関連する実験動画
猫とHIVに感染した成人のトキソプラズマ症のリスク
M R Wallace1, R J Rossetti, P E Olson
1Department of Internal Medicine (Infectious Disease Division), US Naval Hospital, San Diego, Calif 92134-5000.
JAMA
|January 6, 1993
まとめ
トキソプラズマ症の血清転換は,HIVに感染した成人ではまれで,抗体獲得率はわずか2.0%である. 猫の所有は,この研究集団におけるトキソプラズモス感染症のリスクを増加させるようには見えませんでした.
科学分野:
- 感染症 感染症は感染症です.
- 免疫学 免疫学とは
- エピデミオロジー エピデミオロジー
背景:
- トキソプラズマ症は,ヒト免疫不全ウイルス (HIV) を感染した個体における重要な機会性感染症です.

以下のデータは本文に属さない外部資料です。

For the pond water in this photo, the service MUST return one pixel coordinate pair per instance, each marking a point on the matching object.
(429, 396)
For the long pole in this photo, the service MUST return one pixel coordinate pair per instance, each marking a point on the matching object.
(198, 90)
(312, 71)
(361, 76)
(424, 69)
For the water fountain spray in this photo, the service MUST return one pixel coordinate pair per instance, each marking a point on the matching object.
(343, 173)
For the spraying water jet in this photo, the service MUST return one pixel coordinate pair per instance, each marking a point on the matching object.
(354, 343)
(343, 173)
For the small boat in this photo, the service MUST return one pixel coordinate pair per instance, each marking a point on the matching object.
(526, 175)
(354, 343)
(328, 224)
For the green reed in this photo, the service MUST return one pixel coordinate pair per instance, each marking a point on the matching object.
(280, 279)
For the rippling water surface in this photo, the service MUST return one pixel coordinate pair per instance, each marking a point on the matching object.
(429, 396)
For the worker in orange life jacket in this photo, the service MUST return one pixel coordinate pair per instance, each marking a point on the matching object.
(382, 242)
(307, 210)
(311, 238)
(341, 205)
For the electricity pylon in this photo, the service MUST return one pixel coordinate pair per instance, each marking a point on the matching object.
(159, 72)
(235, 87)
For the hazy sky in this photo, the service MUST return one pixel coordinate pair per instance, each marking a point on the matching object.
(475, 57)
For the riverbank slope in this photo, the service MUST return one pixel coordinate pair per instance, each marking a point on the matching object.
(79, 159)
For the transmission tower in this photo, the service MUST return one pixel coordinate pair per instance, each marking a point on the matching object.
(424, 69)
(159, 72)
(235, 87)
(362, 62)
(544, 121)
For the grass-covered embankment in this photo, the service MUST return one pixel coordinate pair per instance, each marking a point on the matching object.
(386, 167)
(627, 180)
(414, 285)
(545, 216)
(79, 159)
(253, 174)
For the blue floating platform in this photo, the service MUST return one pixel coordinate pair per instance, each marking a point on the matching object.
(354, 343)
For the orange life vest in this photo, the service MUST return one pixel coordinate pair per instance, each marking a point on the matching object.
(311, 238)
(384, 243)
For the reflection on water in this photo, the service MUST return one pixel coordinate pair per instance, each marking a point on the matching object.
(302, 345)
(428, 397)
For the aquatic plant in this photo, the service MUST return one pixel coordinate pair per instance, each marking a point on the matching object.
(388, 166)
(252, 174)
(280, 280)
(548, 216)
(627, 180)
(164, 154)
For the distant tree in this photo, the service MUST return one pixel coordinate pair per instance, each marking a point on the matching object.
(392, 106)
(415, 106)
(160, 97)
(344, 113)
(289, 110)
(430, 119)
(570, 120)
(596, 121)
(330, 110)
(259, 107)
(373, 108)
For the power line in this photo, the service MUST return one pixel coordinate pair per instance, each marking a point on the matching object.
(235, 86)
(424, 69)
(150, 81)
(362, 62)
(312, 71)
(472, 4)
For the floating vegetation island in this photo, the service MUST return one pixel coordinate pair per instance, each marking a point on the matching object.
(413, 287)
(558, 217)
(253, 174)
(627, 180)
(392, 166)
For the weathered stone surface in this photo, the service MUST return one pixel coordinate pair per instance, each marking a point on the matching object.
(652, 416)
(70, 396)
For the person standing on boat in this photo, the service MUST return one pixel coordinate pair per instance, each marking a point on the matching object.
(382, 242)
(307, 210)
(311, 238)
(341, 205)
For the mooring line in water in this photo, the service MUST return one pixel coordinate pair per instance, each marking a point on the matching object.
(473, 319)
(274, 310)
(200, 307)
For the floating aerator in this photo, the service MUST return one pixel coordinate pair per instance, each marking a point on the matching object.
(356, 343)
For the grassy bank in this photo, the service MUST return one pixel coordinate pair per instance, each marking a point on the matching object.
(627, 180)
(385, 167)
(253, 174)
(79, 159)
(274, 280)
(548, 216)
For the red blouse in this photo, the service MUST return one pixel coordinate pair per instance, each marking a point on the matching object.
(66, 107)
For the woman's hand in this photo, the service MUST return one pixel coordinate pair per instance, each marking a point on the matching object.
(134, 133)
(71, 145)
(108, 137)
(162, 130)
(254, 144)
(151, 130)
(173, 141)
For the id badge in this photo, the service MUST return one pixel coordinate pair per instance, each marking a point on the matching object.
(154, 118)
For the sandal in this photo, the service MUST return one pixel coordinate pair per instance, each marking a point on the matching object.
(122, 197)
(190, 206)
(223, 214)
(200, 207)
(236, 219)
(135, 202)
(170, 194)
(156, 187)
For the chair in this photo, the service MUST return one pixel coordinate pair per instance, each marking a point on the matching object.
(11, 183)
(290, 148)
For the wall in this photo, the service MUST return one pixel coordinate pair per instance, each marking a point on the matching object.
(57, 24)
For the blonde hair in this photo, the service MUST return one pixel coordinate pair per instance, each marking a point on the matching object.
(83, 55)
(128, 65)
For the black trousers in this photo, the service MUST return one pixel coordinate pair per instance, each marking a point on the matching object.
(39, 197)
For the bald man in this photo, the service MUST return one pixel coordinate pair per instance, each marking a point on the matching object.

- トキソプラズマ症の伝播経路と危険因子を理解することは,HIV感染者集団の管理に極めて重要です.
研究 の 目的:
- 成人HIV患者におけるトキソプラズモシスの有病率と発生率を決定する.
- 猫の所有者とトキソプラズモシス感染のリスクとの関連を調査する.
主な方法:
- 医療記録と検査データの遡及的レビュー.
- ペットの所有に関する情報を収集するための患者調査.
- 723人のHIV感染成人におけるトキソプラズマIgG抗体のシリアル血清検査.
主要な成果:
- トキソプラズマ症の抗体の罹患率は,初期スクリーニングで9.7%であった.
- 血清変換 (抗体の獲得) の発生率は,平均フォローアップ 2.1 年で 2.0% であった.
- 血清転換を行った患者のうち,猫を飼っていると報告したのは1人だけであり,有意な関連性はないことを示唆している.
結論:
- トキソプラズマ抗体の血清変換は,成人HIV感染者ではまれである.
- 猫の所有は,この集団におけるトキソプラズマ症の血清変換の重要なリスク要因であるようには見えません.